Altra imprecisione grave riguarda le date dell’abbandono della Dalmazia dopo la prima guerra mondiale, indicata nel 1922. In realtà nel 1921 fu abbandonata in fretta e furia la maggior parte della Dalmazia (quanti pianti, quanti dovettero svendere al 10% le proprietà pur di recuperare qualcosa) mentre una piccola parte di territorio attorno a Zara fu abbandonata solo nel 1924-25.
Non so dove Oneto prenda i dati sull’esodo del 1920-25, però Zara nel 1927 aveva oltre 17.000 abitanti.
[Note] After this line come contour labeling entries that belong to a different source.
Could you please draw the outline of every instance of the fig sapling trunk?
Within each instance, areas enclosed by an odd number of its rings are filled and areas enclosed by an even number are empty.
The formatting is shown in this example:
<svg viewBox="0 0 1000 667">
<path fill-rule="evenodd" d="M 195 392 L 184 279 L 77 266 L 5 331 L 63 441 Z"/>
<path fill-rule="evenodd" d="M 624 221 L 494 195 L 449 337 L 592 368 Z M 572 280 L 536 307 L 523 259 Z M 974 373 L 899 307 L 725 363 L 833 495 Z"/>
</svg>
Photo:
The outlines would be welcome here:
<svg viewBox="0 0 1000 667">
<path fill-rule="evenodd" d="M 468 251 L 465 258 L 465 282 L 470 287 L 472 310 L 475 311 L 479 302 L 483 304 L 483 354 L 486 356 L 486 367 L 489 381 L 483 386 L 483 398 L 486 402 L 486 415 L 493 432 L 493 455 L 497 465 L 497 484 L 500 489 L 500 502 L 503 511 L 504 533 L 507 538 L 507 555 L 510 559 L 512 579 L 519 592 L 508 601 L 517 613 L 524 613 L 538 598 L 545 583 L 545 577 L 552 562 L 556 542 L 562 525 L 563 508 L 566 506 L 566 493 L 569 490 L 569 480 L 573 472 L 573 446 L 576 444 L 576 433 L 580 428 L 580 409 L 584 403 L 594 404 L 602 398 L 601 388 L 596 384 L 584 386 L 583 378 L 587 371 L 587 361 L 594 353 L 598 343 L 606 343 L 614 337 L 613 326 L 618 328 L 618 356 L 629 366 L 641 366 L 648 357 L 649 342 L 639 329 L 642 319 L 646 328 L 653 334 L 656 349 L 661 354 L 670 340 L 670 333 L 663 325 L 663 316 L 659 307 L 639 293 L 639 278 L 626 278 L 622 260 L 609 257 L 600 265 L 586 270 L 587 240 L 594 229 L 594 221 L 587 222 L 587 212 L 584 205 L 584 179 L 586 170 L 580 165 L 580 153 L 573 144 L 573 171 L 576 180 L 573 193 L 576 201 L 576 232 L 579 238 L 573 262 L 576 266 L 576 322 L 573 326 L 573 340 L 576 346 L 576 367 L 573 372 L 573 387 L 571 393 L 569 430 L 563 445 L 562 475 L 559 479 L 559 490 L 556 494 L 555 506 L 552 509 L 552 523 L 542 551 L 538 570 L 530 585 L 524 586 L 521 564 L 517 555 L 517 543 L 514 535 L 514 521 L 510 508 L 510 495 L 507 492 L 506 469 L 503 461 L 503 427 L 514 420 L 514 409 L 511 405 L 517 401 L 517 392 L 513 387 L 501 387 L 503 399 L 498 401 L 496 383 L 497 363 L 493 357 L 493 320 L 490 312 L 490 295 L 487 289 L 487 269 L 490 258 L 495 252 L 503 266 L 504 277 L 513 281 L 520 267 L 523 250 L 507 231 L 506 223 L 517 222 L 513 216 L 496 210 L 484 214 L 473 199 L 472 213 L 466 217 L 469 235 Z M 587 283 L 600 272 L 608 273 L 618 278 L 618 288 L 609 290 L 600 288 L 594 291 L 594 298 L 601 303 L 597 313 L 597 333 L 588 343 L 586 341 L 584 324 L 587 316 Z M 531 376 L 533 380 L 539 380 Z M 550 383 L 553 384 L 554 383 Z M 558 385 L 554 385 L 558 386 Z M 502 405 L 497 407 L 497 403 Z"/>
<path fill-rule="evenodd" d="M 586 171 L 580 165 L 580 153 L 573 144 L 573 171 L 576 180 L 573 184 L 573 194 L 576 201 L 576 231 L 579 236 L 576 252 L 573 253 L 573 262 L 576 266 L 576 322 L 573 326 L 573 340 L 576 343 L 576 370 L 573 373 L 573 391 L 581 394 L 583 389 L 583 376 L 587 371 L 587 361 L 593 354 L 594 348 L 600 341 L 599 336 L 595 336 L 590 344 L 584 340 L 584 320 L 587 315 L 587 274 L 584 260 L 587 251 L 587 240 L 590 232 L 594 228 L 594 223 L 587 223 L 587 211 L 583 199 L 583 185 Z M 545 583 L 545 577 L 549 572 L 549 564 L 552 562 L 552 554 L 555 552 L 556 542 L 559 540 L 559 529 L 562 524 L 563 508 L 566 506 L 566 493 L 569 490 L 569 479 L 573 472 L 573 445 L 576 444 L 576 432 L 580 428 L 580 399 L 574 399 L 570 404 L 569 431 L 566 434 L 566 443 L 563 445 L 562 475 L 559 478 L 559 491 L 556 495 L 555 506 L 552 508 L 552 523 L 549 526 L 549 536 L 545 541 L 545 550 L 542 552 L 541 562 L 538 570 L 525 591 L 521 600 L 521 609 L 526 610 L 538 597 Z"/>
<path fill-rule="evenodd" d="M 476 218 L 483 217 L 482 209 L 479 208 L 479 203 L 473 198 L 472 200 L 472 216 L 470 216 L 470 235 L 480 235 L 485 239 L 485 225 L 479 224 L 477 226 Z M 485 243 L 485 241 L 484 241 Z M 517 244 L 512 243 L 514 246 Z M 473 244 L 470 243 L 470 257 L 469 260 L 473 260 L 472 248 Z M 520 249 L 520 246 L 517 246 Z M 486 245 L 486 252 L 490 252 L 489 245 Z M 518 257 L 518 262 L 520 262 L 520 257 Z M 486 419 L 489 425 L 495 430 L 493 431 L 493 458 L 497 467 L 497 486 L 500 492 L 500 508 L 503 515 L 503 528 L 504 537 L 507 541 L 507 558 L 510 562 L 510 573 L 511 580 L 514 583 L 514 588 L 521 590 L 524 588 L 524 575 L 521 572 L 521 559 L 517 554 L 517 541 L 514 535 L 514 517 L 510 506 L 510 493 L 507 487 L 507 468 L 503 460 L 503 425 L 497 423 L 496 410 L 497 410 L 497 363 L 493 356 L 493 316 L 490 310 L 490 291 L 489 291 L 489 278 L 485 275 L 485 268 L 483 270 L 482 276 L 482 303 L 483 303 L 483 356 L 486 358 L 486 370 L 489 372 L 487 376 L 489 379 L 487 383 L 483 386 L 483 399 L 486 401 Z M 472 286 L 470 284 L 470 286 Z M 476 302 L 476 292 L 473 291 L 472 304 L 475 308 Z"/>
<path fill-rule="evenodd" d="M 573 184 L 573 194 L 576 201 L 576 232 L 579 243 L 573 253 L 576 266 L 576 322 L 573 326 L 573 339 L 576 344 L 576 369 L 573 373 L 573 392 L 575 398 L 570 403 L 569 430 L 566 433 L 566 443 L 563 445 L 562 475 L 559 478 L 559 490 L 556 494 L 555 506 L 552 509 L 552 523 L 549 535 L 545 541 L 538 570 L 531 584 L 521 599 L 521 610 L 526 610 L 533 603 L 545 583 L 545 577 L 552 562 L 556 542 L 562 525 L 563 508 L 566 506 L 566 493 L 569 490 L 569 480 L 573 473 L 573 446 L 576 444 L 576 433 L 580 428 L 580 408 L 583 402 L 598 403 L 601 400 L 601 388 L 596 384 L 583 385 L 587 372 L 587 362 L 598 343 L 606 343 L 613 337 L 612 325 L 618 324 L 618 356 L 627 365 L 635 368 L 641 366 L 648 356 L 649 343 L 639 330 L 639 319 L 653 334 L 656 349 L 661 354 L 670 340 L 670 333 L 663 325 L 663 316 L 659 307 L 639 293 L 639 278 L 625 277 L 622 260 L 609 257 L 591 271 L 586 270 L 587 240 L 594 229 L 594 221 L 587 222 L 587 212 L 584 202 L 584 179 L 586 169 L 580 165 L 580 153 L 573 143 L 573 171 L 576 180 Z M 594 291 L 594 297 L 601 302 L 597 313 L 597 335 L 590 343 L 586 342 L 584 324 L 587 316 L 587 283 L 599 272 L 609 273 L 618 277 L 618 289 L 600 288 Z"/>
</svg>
Se anche solo 15000 erano italiani, con 2.585 esuli e 6.802 italiani residenti nella Dalmazia jugoslava siamo ad oltre 24.000, un terzo più del 1910. Sappiamo anche però che tanti italiani rimasti in Dalmazia jugoslava presero la cittadinanza jugoslava e lentamente si croatizzarono. Sappiamo anche come gli italiani che vivevano nella Dalmazia jugoslava fra le due guerre mondiali vivessero in grave disagio, emarginati, con problemi di lavoro, scuole pei figli, identità e rapporti sociali. Mi hanno insegnato che la storia non si fa coi se e coi ma. Però l’ipotesi di uno stato dalmata autonomo nel 1919 mi sembra utopia, visto lo sciovismo estremo della dirigenza croata che aveva negato e fatto drasticamente ridurre la componente italiana della Dalmazia.
La logica del 1919 avrebbe voluto invece la Dalmazia tutta annessa all’Italia forte delle tradizioni del risorgimento e dello stato liberale che avrebbero assicurato agli slavi il mantenimento della loro identità, come lo Statuto Albertino prevedeva per i francofoni del Piemonte. In tal senso si impegnò dal 1919 al 1922, a fianco di vari Presidenti del Consiglio, Antonio Salata, esponente del liberalismo istriano. Purtroppo l’annessione non ci fu, contribuendo a far andare al potere quel fascismo che poi tanti altri problemi provocherà. Il fascismo che a parole si proclamerà difensore della Dalmazia italiana ma che nei fatti cercava accordi con Belgrado e Zagabria tacitando i Dalmati in penisola e regalando ai Croati il collegio di San Girolamo a Roma oltre che scellerato sostegno a Pavelic (che sarà fra i più cattivi antitaliani della II guerra mondiale, passando poi la cattiveria ai croati titini). Come spesso capita, le storie delle zone di confine sono complicate, la loro ricostruzione obiettiva è difficile, non è detto però che sempre gli altri abbiano ragione.